Ma l’aspetto più inquietante di tutto questo, è che non sempre c’è una regia negli attacchi. Anzi, nella maggior parte dei casi ad agire sono individui o piccoli gruppi di soggetti disadattati, emarginati, che non si sentono accettati perché, pur essendo nati in Europa, sono figli di stranieri. È lì che si nasconde la rabbia. Mettiamoci un sistema che allarga sempre di più la forbice tra ricchi e poveri, che non è più capace di creare occupazione, una politica che, per accaparrarsi voti, mette gli uni contro gli altri, il divide et impera di antica memoria. La novità è che ci sono anche figli di famiglie benestanti, che agiscono spinti dal “nichilismo”, spiega il massimo islamista contemporaneo, il francese Oliver Roy. La radicalizzazione avviene su Internet, dove sono diffusi i dettami dell’Islam più integralista, e dove al-Qaeda e Isis reclutano. Combattere le ingiustizie perpetrate dall’Occidente esercita grande fascino su giovani disorientati, che danno così un senso alla loro vita.

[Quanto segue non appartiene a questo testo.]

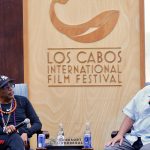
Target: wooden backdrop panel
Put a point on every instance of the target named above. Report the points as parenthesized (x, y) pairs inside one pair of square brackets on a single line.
[(74, 105), (11, 39)]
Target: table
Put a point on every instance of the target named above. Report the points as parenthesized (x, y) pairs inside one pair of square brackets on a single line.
[(49, 147)]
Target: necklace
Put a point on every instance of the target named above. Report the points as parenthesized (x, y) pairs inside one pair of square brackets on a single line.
[(12, 109)]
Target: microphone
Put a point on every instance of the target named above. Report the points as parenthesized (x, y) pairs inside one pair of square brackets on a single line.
[(26, 121)]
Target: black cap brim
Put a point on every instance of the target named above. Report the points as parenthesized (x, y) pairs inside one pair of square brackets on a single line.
[(5, 82)]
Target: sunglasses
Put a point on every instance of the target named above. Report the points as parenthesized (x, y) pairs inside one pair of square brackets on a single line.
[(8, 86)]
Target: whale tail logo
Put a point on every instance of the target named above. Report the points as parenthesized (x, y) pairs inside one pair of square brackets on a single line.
[(91, 31)]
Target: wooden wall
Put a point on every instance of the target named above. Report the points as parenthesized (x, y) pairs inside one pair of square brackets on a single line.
[(50, 41), (11, 39)]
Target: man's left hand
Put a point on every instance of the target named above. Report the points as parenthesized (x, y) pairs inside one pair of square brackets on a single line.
[(24, 137)]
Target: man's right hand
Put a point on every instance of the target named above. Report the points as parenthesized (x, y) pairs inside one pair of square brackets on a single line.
[(117, 138), (10, 129)]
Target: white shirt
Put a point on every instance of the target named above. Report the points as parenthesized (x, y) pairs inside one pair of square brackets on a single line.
[(138, 109)]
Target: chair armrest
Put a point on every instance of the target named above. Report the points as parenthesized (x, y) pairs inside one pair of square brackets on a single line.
[(47, 135), (114, 133)]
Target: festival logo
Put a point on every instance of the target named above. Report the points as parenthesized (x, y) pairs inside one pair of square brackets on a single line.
[(101, 25)]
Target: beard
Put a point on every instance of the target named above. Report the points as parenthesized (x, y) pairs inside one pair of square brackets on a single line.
[(7, 98)]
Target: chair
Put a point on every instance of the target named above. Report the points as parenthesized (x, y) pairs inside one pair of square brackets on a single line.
[(22, 89)]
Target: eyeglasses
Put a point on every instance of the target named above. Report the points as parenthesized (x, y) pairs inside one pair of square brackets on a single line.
[(8, 86)]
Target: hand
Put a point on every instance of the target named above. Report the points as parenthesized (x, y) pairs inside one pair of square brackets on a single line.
[(117, 138), (24, 137), (10, 129)]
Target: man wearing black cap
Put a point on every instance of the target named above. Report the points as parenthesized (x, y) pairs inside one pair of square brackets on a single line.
[(14, 110)]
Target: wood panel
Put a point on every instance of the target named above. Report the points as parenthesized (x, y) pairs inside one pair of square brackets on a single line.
[(71, 103), (11, 39)]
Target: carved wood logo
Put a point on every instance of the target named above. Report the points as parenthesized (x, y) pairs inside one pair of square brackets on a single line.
[(102, 24)]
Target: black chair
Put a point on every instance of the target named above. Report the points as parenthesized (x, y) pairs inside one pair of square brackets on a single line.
[(22, 89), (137, 145)]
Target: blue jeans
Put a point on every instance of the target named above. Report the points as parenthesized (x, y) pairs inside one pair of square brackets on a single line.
[(12, 142), (126, 146)]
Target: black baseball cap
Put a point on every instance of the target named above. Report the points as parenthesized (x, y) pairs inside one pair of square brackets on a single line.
[(4, 80)]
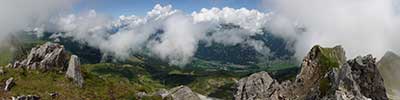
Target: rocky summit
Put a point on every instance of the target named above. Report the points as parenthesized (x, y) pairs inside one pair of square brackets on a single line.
[(48, 56), (74, 70), (325, 75), (389, 66)]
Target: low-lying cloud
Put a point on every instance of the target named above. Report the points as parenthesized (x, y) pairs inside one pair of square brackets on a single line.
[(164, 32), (360, 26), (19, 15)]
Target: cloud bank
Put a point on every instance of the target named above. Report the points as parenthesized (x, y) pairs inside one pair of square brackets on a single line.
[(18, 15), (167, 33), (361, 26)]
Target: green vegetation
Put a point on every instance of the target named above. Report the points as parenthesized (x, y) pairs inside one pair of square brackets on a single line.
[(139, 73), (330, 59)]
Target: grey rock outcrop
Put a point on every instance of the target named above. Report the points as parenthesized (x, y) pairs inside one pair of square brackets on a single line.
[(389, 67), (9, 84), (325, 75), (49, 56), (256, 86), (182, 93), (74, 70)]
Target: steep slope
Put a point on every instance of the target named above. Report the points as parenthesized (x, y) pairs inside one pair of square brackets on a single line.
[(325, 75), (389, 67)]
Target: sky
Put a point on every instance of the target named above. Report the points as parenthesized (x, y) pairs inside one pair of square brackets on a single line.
[(141, 7), (350, 23)]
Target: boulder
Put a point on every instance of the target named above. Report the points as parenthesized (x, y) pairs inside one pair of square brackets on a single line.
[(9, 84), (389, 67), (74, 70), (257, 86), (325, 75), (48, 56)]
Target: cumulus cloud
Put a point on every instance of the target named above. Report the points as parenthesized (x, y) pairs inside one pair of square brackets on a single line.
[(167, 33), (360, 26), (19, 15)]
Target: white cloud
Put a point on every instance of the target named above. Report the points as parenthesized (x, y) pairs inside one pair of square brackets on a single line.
[(19, 15), (361, 26), (181, 35)]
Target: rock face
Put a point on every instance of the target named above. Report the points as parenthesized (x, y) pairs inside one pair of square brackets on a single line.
[(256, 86), (389, 67), (74, 70), (9, 84), (182, 93), (325, 75), (48, 56)]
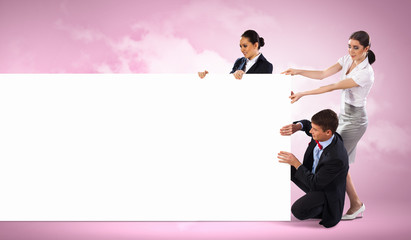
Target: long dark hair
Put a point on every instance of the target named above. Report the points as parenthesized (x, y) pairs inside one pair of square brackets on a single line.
[(364, 39), (253, 37)]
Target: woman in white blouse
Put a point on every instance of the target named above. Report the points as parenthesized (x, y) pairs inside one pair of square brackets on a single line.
[(356, 81)]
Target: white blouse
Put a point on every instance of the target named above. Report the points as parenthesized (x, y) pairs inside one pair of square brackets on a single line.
[(250, 63), (363, 75)]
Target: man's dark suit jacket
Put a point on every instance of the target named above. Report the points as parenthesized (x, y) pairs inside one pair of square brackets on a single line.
[(260, 66), (329, 177)]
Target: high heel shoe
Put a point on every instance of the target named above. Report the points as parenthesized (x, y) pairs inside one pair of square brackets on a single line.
[(354, 215)]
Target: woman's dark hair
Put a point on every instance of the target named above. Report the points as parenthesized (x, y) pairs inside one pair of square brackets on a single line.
[(364, 40), (253, 37)]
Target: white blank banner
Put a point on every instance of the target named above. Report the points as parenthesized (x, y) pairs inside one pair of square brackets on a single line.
[(136, 147)]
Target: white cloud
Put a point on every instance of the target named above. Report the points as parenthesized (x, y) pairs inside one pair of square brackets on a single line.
[(163, 53)]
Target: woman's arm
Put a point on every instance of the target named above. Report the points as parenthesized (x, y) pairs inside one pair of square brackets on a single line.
[(314, 74), (343, 84)]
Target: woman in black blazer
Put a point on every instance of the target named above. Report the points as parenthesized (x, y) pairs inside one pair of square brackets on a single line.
[(253, 61)]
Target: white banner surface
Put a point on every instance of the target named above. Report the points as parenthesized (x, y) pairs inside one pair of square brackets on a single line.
[(137, 147)]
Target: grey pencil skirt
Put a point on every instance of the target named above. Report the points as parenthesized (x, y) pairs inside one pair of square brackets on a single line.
[(353, 122)]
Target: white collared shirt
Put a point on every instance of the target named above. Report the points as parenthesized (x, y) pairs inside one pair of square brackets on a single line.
[(363, 75), (250, 63), (317, 152)]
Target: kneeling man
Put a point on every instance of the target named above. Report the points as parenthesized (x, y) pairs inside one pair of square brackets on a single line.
[(322, 175)]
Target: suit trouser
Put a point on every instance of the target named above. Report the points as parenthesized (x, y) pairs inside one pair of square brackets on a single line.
[(310, 205)]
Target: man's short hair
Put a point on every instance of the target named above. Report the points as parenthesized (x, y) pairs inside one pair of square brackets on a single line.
[(327, 119)]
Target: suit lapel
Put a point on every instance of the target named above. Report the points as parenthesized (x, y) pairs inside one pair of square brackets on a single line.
[(308, 156)]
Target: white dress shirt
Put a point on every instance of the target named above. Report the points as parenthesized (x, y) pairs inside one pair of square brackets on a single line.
[(363, 75)]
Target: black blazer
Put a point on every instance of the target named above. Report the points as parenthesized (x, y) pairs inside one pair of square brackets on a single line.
[(330, 176), (260, 66)]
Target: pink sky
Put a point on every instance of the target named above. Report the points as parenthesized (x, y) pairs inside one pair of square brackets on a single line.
[(101, 36)]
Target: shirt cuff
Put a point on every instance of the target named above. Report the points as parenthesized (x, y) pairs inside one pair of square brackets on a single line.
[(302, 126)]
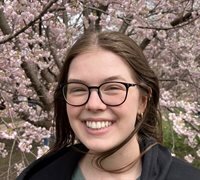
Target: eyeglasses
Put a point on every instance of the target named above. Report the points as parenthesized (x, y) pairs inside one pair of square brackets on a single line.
[(110, 93)]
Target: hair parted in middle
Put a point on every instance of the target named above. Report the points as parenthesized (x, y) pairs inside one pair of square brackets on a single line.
[(149, 126)]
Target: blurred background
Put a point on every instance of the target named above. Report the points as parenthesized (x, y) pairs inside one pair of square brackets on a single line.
[(34, 38)]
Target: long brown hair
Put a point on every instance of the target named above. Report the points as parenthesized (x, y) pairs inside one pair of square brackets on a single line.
[(149, 126)]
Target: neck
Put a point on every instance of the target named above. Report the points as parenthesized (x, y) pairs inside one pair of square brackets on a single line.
[(128, 154)]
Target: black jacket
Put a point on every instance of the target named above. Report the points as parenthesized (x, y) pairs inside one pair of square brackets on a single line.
[(157, 164)]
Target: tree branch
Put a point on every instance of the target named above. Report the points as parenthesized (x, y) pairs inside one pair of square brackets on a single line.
[(44, 11)]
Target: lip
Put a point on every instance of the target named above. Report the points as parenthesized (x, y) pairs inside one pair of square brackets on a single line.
[(98, 132)]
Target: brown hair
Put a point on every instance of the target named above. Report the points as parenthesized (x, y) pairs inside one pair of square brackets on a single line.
[(147, 127)]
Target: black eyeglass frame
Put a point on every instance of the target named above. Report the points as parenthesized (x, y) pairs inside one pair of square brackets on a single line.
[(127, 86)]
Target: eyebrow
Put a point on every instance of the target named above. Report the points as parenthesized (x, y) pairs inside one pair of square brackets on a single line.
[(112, 78)]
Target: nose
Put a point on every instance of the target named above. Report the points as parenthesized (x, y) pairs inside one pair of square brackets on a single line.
[(94, 102)]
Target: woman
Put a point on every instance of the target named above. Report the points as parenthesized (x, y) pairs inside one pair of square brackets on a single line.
[(108, 124)]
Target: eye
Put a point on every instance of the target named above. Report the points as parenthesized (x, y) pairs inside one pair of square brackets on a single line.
[(76, 89), (113, 88)]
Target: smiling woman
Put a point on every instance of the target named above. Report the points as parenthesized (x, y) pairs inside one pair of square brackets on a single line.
[(107, 117)]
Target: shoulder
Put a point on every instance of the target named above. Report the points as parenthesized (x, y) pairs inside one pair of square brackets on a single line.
[(180, 169), (57, 165)]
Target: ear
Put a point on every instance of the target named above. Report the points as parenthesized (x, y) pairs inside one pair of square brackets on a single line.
[(142, 104)]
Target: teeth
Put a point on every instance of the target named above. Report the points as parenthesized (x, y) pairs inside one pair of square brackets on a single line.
[(98, 124)]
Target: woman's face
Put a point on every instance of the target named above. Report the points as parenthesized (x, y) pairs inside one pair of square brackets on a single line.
[(98, 126)]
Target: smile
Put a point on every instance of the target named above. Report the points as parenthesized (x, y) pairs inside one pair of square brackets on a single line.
[(98, 124)]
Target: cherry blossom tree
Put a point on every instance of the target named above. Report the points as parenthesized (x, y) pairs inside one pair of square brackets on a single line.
[(35, 36)]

Il risultato è quello di questi giorni. La Francia è da anni nel mirino jihadista anche per la sua politica estera, in Mali per esempio. Certo, in questo caso c’è di mezzo la caricatura del Profeta Mohammed pubblicata dalla rivista Charlie Hebdo, in nome della libertà di satira. Ma, in una situazione sociale già esplosiva, basta un fiammifero. È il “terrorismo fai da te”. Infatti, al-Naba, la testata ufficiale di Isis, al momento non fa cenno agli attacchi di ieri (oltre a Nizza, ce ne sono stati altri tre: ad Avignone, Lione e al consolato francese di Gedda, in Arabia Saudita). E sia il killer di Paty che quello di Nizza risultano sconosciuti all’intelligence.

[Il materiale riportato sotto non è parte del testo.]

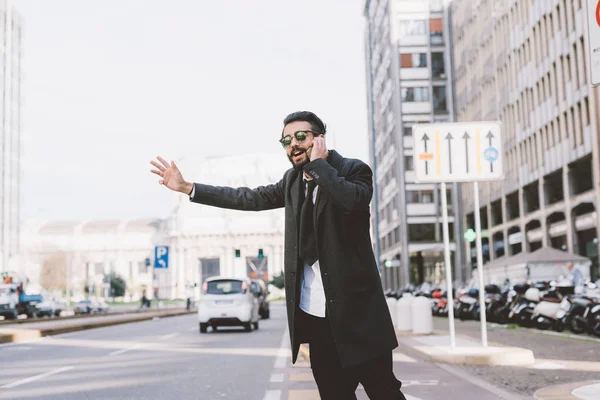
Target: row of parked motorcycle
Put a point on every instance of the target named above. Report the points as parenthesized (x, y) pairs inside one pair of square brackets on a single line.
[(541, 305)]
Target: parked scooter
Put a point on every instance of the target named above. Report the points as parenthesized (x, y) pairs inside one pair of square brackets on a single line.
[(577, 311), (546, 313), (466, 304), (522, 312)]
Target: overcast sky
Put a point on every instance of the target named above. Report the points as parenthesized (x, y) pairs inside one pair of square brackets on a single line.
[(109, 85)]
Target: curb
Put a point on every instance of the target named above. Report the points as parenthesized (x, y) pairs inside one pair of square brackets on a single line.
[(22, 335), (494, 354), (305, 352), (80, 316), (561, 392)]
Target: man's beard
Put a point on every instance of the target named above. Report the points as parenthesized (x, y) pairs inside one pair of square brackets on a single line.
[(299, 166)]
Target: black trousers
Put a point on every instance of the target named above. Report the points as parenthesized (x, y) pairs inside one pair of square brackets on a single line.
[(337, 383)]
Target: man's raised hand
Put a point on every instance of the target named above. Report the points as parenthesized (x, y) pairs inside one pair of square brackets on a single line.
[(170, 176)]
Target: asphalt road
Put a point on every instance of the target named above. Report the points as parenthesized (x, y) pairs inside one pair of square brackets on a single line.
[(170, 359)]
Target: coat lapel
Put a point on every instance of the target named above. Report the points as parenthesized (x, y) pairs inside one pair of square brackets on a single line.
[(336, 162), (295, 193)]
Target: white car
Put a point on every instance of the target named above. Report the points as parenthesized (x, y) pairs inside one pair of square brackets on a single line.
[(228, 302)]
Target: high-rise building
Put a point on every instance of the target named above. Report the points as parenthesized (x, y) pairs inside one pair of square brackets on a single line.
[(10, 134), (409, 81), (525, 63)]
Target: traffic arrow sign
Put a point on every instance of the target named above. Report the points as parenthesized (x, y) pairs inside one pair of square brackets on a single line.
[(479, 159)]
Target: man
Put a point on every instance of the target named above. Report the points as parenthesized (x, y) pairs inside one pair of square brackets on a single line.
[(334, 297)]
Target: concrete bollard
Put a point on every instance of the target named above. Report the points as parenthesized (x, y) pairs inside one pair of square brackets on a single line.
[(422, 318), (391, 302), (404, 313)]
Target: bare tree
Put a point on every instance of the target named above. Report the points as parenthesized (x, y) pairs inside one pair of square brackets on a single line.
[(54, 271)]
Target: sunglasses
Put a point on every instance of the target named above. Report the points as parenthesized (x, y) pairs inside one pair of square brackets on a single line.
[(300, 136)]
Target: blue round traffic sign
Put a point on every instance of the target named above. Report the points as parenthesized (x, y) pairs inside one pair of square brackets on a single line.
[(491, 154)]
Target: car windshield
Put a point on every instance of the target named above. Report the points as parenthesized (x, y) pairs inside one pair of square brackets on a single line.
[(225, 287)]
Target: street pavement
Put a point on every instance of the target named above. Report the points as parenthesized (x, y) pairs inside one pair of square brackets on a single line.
[(560, 357), (169, 359)]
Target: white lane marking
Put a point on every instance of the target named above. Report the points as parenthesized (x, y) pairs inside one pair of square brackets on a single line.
[(281, 361), (115, 353), (30, 341), (36, 377), (400, 357), (169, 336), (272, 395)]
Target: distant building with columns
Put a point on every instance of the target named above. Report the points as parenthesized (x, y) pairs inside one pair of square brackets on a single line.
[(203, 241)]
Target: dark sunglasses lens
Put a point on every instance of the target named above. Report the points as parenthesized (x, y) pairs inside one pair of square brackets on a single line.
[(301, 136)]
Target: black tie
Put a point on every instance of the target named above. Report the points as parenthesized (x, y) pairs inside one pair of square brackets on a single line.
[(308, 240)]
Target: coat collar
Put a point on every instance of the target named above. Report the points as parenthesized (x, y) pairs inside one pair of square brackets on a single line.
[(335, 160)]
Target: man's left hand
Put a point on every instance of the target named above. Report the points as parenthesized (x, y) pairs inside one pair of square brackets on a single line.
[(319, 150)]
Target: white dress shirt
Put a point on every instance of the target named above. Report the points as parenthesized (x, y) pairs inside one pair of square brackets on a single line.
[(312, 294)]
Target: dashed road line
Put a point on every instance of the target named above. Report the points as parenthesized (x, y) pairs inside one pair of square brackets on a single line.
[(36, 377), (134, 347), (169, 336)]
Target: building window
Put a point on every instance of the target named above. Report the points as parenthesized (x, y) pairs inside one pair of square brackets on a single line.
[(408, 163), (436, 32), (437, 65), (412, 196), (436, 5), (421, 232), (412, 27), (426, 196), (413, 60), (415, 94), (439, 100)]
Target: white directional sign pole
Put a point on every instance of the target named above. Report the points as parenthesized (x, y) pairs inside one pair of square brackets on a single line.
[(480, 265), (459, 152), (448, 265), (593, 20)]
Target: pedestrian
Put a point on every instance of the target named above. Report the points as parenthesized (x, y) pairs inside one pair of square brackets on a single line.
[(144, 300), (334, 296), (576, 277)]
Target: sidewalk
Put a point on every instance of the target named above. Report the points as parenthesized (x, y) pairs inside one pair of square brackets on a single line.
[(578, 390), (559, 359), (421, 380), (19, 333)]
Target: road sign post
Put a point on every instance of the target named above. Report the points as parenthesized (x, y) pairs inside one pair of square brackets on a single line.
[(448, 265), (161, 257), (593, 20), (482, 307), (459, 152)]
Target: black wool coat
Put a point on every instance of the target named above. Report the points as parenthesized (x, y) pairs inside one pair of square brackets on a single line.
[(356, 307)]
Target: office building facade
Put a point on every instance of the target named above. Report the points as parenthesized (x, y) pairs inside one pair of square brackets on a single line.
[(409, 81), (525, 63), (10, 135)]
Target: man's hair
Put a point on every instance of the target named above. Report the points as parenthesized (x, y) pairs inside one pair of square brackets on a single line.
[(315, 122)]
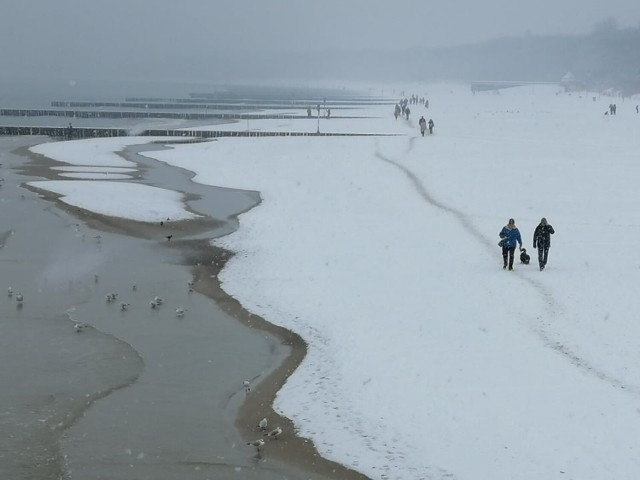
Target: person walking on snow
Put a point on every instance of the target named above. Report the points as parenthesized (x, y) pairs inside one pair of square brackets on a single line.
[(542, 241), (423, 125), (510, 237)]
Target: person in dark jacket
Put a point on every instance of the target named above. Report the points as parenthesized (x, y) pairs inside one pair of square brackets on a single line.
[(509, 238), (542, 241)]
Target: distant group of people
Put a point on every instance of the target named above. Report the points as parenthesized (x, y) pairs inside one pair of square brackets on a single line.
[(327, 114), (402, 107), (423, 125), (510, 238)]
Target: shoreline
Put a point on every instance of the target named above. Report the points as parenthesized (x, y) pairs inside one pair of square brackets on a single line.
[(206, 261)]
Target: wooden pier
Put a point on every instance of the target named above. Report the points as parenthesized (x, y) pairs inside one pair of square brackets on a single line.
[(87, 132)]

Entrambi avrebbero urlato Allahu Akbar, quella che è un’invocazione e una preghiera, da anni è diventato un grido di guerra, che fa comodo a tutti. All’attentatore, che così si legittima nella sua missione divina; a Isis o al-Qaeda, che possono sempre dichiarare che quello era un proprio “soldato” attribuendosi così la paternità di quanti più attentati possibili, e di certa parte politica, che può dare la colpa ai musulmani. È un giochetto che ormai dovremmo aver imparato a conoscere, invece continuiamo a cascarci, perché in fondo ci viene facile invocare la “guerra di religione”. Nel caso di Nizza, tutto questo assume un connotato ancora più marcato visto che gli omicidi sono stati perpetrati dentro ad una chiesa. Eppure, se si va ad analizzare le vite di questi jihadisti last minute, si scopre che per lo più non conoscono il Corano (al massimo, hanno letto un Bignami del Testo sacro all’Islam) e non hanno mai frequentato una moschea. Gli attacchi terroristici fanno un gran male al dialogo interreligioso. Ma il cammino adesso è più difficile da arrestare, perché più maturo, grazie anche alle aperture di papa Francesco.

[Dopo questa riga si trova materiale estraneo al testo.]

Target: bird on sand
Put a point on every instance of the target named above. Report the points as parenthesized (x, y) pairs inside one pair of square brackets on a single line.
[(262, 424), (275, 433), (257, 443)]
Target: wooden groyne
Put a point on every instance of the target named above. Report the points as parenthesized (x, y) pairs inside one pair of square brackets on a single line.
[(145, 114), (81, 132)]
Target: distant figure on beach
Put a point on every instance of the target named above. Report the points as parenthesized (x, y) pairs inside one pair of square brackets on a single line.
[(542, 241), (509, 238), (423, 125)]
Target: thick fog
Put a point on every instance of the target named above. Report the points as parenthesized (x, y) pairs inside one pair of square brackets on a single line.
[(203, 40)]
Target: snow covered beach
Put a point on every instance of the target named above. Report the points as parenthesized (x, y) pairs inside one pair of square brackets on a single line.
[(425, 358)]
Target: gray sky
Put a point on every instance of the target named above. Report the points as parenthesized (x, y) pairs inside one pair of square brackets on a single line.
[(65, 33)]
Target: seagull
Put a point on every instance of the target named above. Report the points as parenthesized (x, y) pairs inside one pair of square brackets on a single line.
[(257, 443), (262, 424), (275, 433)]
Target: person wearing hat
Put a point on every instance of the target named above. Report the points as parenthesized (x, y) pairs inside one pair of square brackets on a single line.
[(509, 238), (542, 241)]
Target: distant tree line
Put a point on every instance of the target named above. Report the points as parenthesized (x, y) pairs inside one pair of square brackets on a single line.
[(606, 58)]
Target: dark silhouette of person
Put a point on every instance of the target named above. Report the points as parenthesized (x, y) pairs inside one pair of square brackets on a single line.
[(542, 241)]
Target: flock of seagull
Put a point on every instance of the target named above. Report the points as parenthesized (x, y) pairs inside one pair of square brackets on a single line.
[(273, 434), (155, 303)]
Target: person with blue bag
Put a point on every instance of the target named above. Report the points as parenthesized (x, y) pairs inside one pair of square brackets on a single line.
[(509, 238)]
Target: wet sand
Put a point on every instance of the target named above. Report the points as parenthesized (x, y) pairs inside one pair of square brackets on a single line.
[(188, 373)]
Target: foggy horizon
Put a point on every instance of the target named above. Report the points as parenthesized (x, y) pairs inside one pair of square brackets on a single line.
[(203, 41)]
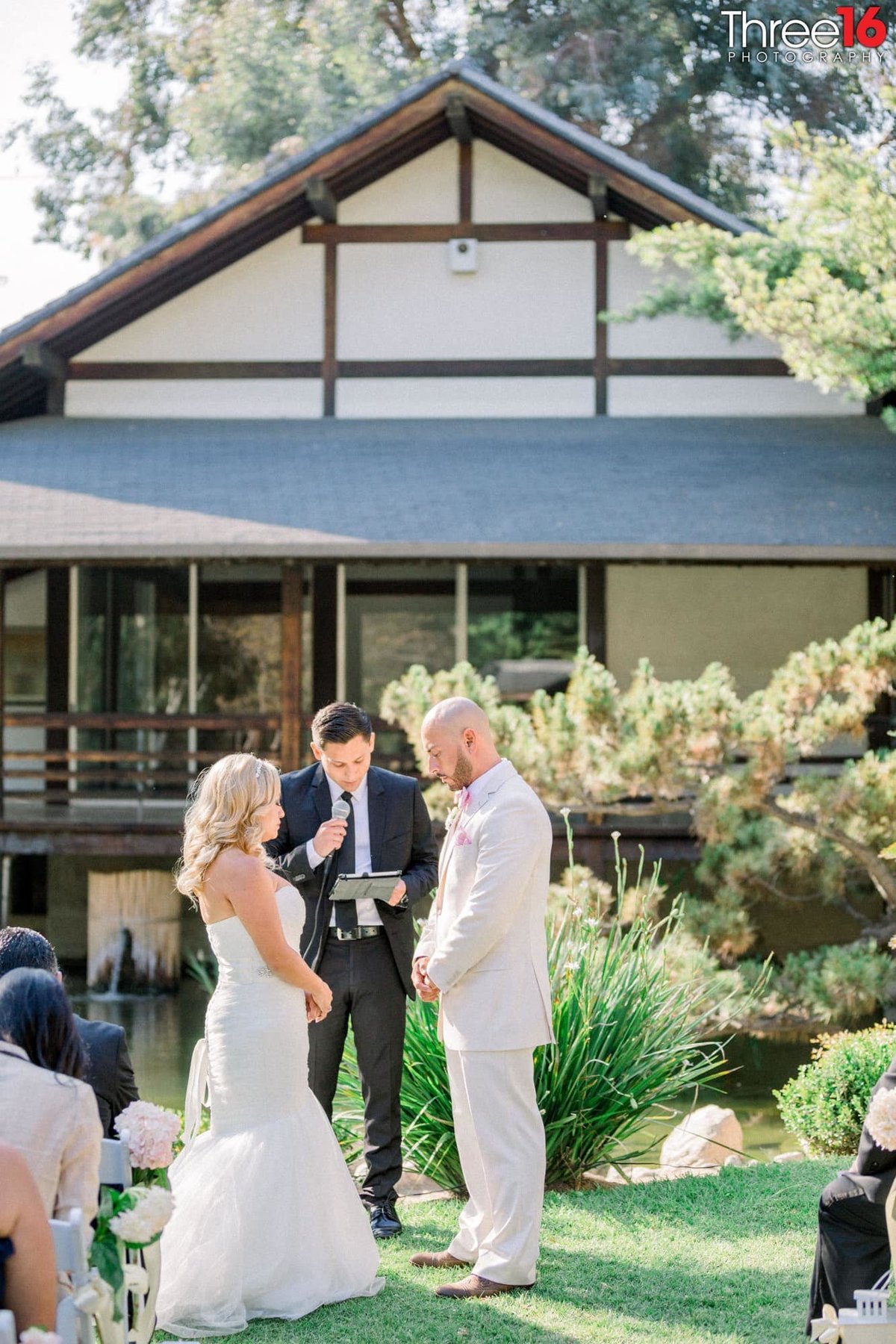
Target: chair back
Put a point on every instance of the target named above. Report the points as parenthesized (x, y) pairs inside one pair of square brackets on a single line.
[(70, 1246), (114, 1163)]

In una nota della Presidenza della Conferenza Episcopale Italiana, si legge: “Dolore e vicinanza alle vittime del crudele attentato di Nizza e alle loro famiglie, ai Pastori e ai fedeli di Francia” e, “allo stesso tempo, la più ferma condanna della cultura dell’odio e del fondamentalismo che usa l’alibi religioso per corrodere con la violenza il tessuto della società”. E sempre più spesso al-Azhar, il più grande centro di formazione dell’Islam sunnita, con sede in Egitto, ma anche l’Ucoii (Unione delle Comunità Islamiche Italiane), condannano le azioni terroriste: «Non vi è alcuna giustificazione per questi abietti attacchi terroristici che contraddicono gli insegnamenti tolleranti dell’Islam e di tutte le religioni monoteiste», ha detto Ahmad al-Tayyb, grande imam di al-Azhar. Ma anche queste prese di posizione non riusciamo mai ad inserirle tra le prime pagine. Bad news continua ad essere good news.